Practical context: what is and isn't allowed outside of research?

In the Netherlands, it is important to remain factual regarding the context in which MDMA sessions are discussed. Currently, MDMA sessions can only be discussed within scientific research or in clinical practice within a harm reduction context. This means that “therapy” in the everyday sense does not simply equate to a clinical treatment trajectory such as in trials, with fixed protocols, medical screening, and research structures.

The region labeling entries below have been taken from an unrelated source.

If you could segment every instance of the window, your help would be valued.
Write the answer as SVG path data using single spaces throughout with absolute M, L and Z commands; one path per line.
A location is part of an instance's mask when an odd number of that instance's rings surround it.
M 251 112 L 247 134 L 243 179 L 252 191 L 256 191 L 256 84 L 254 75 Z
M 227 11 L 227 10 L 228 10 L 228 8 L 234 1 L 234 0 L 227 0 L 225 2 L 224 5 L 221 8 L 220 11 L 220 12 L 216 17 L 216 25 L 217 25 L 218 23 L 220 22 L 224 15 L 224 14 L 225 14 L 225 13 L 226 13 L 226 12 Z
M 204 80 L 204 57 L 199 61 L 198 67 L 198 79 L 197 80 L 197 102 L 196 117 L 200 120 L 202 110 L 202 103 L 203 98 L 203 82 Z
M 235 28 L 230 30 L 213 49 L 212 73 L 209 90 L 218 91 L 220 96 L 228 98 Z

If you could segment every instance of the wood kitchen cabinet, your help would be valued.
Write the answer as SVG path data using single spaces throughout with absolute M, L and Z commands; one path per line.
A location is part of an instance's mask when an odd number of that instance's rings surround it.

Anyone exploring their options would do well to critically examine the language used. Is there talk of treatment and psychotherapy, or of guidance and safety? How concrete is the discussion regarding preparation, during-session support, and post-session integration? And what boundaries are set regarding what is and is not promised? It is wise to look for providers who are transparent about their framework and who do not offer guarantees regarding outcomes.

If you would like to know more about the possibilities for a guided session within a harm reduction framework, you can explore your options via sign up for an MDMA session. View this as practical information and not as individual medical advice.

Conclusion

The review discussed shows that psychological support in many psychedelic trials, including studies involving MDMA, often exhibits characteristics of psychotherapy in practice, even when not always labeled as such. This insight helps to interpret research results more realistically and underscores the importance of clear training, ethics, and transparency regarding exactly what guidance entails. For those orienting themselves outside of research, it is particularly relevant to understand the distinction between a psychotherapeutic treatment model and a harm reduction framework, and to keep expectations realistic and factual.